Introduction
Hello and welcome! I’m Ming Lee, and today we’re going to cover How to solve LeetCode 9 - Palindrome Number - in JS/TS ⚡
Same as always we’re gonna solve this, and we’re gonna do it without the big fancy words because this is for regular folx! Keeping it nice and casual round these parts! Movin’ on…
Problem
LeetCode 9 - Palindrome Number
Given an integer x, return true if x is a palindrome, and false otherwise.
Important Keywords
Palindrome : a word (or number) that is the same both forwards and backwards
Explanation
Nice! So this is a test of “do you know your JavaScript methods”? Now array’s have a really neat .reverse() method, and we’d love to use that, but sadly numbers don’t have access to that. Strings can split() into an array though, and we can always .toString() numbers into strings, so that’s our plan of action on how to gain access! Once we can reverse the number we want to turn it back into a number from its reversed array counterpart and compare that to the original. So the steps should look something like this:
- Do a .toString() on a number to get the string version
- Do a .split(’’) on that string to get an array
- Perform the .reverse()! ⚡
- Do a .join(’’) to return to a string
- Cast the string back into a number with either + or Number()

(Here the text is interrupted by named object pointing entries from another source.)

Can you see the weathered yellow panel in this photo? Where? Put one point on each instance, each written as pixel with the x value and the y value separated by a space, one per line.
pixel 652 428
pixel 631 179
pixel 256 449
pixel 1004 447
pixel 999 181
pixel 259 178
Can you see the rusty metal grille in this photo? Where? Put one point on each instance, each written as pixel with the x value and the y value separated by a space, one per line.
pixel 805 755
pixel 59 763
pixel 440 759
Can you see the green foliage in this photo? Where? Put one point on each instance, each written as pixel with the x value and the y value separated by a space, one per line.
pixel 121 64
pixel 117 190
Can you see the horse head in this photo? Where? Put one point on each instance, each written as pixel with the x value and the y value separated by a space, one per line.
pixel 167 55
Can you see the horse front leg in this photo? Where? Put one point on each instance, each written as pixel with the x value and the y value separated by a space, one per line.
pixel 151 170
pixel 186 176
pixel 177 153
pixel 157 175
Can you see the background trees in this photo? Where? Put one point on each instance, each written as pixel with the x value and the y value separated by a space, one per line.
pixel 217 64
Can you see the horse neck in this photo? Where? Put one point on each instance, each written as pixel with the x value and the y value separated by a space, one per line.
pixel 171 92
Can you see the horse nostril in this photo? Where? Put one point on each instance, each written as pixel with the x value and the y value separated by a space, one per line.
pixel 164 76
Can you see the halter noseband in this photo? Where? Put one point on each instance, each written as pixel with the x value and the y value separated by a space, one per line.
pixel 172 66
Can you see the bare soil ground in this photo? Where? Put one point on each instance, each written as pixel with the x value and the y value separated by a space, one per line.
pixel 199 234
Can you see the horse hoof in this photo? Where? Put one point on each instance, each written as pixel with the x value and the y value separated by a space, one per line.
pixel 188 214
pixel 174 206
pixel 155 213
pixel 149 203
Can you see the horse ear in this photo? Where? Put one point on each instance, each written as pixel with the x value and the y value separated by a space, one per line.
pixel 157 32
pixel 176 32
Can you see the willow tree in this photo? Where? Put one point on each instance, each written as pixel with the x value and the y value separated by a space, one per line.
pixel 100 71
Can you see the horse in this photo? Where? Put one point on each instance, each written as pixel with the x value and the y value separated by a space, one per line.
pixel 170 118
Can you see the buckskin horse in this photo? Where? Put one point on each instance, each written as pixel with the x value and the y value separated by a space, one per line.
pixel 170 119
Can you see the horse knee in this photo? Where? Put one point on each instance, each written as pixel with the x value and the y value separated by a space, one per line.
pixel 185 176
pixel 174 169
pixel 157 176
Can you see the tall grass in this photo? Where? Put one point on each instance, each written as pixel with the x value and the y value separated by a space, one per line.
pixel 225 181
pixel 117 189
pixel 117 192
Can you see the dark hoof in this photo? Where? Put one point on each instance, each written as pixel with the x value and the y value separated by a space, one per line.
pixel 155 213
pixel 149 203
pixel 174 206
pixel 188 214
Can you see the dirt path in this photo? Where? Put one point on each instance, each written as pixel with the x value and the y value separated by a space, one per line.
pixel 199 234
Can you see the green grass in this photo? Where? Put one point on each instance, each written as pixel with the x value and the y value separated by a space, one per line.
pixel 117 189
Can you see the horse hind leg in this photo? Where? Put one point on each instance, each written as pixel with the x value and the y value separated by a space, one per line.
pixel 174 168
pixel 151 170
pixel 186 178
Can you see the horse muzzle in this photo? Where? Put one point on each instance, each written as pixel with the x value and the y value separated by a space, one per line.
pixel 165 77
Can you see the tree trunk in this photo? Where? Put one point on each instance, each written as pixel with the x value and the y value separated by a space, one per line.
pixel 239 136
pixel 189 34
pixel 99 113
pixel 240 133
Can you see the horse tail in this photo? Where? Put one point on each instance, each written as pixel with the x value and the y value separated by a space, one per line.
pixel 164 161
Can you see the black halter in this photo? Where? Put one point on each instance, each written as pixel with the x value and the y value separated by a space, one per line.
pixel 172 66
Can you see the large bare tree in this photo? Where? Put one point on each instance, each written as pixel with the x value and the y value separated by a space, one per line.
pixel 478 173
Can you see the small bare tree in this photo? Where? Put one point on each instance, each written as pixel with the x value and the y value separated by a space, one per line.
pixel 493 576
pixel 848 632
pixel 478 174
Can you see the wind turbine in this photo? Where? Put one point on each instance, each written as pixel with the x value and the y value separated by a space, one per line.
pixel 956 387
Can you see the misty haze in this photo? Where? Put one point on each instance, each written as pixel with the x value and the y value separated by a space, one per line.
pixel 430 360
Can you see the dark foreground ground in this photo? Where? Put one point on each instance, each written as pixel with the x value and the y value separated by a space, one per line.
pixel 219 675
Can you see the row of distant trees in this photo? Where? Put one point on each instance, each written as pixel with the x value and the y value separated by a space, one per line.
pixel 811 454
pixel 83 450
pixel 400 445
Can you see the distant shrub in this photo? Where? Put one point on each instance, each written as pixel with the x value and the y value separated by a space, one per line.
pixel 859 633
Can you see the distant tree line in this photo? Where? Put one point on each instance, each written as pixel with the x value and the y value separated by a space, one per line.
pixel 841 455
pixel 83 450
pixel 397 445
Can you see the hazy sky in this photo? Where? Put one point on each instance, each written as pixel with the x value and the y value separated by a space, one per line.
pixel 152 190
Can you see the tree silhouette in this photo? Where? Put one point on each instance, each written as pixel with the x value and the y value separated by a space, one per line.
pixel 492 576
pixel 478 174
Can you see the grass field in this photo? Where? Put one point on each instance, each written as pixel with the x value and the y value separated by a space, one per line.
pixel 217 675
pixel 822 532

As always, this will be done in TypeScript, but all my JS folx don’t be discouraged, this should be totally readable! Try and ignore all the colons and the types that follow them. The code should look super familiar if you can get past that!
Solution
function isPalindrome(num: number): boolean {
return num === +num.toString().split('').reverse().join('');
}
Refactor Explaination
So the above code is nice, short, and sweet. The problem is that we didn’t really get a good chance to flex those big brains of ours! Fortunately LeetCode to the rescue by asking us a follow up! Can we solve it without converting the integer to a string? You betcha! The downside is that its gonna take a weeee bit of work.
Lets consider this. We’ll make a new variable, reversed, and we’ll try and pop
the ‘ones’ digit value off of 123. So to remove that ones digit, we need to use
a modulo operation. 123 % 10 is 3, which is exactly what we need! So we’ll add
that 3 to reversed. We do that with something like
reversed = reversed * 10 + (the remainder)
. This shifts all the other digits
to the right to allow for the new incoming digit. Hopefully the table below with
clarify the end results further. Now to remove the ones digit from 123 itself we
need to do something like num = Math.floor(num / 10)
. In this example, 123
becomes 12.3, but the floor of that is 12. We continue this until num becomes 0.
Step | reversed | num |
---|---|---|
0 | 0 | 123 |
1 | 3 | 12 |
2 | 32 | 1 |
3 | 321 | 0 |
Now seeing that this just reversed the num, but that num is now 0, we know that we need another variable to hold the initial value of num to compare. So we’ll take that into consideration as well. This seems like enough chit-chat, lets get to slappin keyboards!
P.S. - One important note here! Negatives don’t do so well in our reverser, but fortunately, due to the - sign, negatives can never be palindromes! So uh… if the num is less than zero, we always gotta return false.
Refactor Solution
function isPalindrome(num: number): boolean {
if(num < 0) return false;
let original = num,
reversed = 0;
while(num){
reversed = reversed * 10 + num % 10;
num = Math.floor(num / 10);
}
return reversed === original;
}
Closing
And there’s some working code for checking if a number is a palindrome, just
without turning it into a string first! This is one of those kinds of follow up
questions that kind of changes a lot of things. It ends up making the problem a
completely different challenge, and turned this from a simple “do ya know how to
use methods” to a kind of “can you manipulate numbers at different places, aka
ones,tens,hundreds”. Its ok if this one feels a little funky, and its also
totally ok if it feels a little mathy. The more you see this and the more you
practice with it your brain will make those connections repeatedly and before ya
know it these kinds of operations will be just another tool in the tool belt.
Next on our list of LeetCode problems we’ll be taking down a super duper fun
one! The dreaded
LeetCode 13 - Roman to Integer
. See you
there!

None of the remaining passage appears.